Veterinary Services

BVD virus was detected in samples of pleural fluid from young piglets in a herd with high postnatal mortality rates of approximately 20 per cent over a four month period. The herd has a high health status, being free from porcine reproductive and respiratory syndrome (PRRS) virus infection, swine influenza virus, Mycoplasma hyopneumonaie and other major pathogens. The breeding herd showed good fertility rates, piglet numbers born, and piglets were of good birth weight. However, a proportion of pigs in most litters appeared to lack vigour and failed to suckle as well as expected. These piglets faded despite the stockmens’ best efforts to care for them. Most affected piglets died during the first week of life. Some remained viable but had poor weights at weaning. Other piglets in the litters performed as expected. Sows and gilts were all in good bodily condition and had ample milk supplies. Seven piglets from different litters were submitted for postmortem examination. There were slight excesses in pleural and peritoneal fluid but otherwise no macroscopic findings of note. Comprehensive bacteriology and histopathology testing was carried out. The only notable finding was reduced cellularity of bone marrow (Fig 5 - see top right-hand side). As part of further virological investigation, pleural fluid samples were tested in two pools for BVD virus by PCR. Both pools were positive. Thereafter, the individual pleural fluid samples were tested by BVD antigen ELISA and six of the seven were positive. No other pathogens were detected during the investigation. The findings suggest a causal role for BVD virus and possible control measures are under consideration.
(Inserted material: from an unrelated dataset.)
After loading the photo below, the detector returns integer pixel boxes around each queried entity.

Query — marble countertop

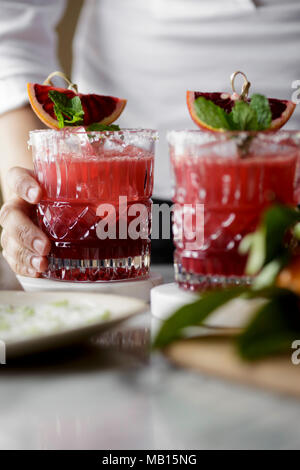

Losses due to Streptococcus suis serotype 2 were confirmed on several different units. This included polyserositis, septicaemia and meningitis in a 16-week-old boar, one of 16 deaths that occurred on the unit since they arrived five weeks previously. There was intense generalised meningeal congestion.  Meningitis was also confirmed in a 13-week-old boar from a unit where stiffness and clinical signs suggestive of meningitis were observed three days previously. The same diagnosis was made in a 15-week-old gilt. There were seven, mostly sudden, deaths since the pigs moved onto the unit five weeks previously. S.suis serotype 2 was isolated in culture from the brain in all three cases. S. suis serotype 2 infections were diagnosed in nine-week-old pigs from a unit reporting nervous signs. The pigs had fibrinous reaction overlying the cerebellum. Streptococcus suis serotype 2 was isolated in cultures from the brains of three pigs, from the lungs of two pigs and in systemic distribution from one of these.

Glasser’s disease was diagnosed in two 10-week-old boars submitted for postmortem examination. This followed the sudden deaths of 21 pigs over the previous three days. There were no prior clinical signs but pigs in the affected pen varied in size, with evidence of some loss of condition. One pig, in thin to moderate body condition, had polyserositis, with an excess of cloudy peritoneal fluid containing strands and pieces of fibrin. Colonic contents were liquid and yellowish brown in colour and there were foci of friable material adherent to the colonic mucosa.  A profuse growth of Haemophilus parasuis was isolated in culture from the lung confirming Glasser's disease. Salmonella Typhimurium phage type 193 was also isolated in culture from the large intestinal contents.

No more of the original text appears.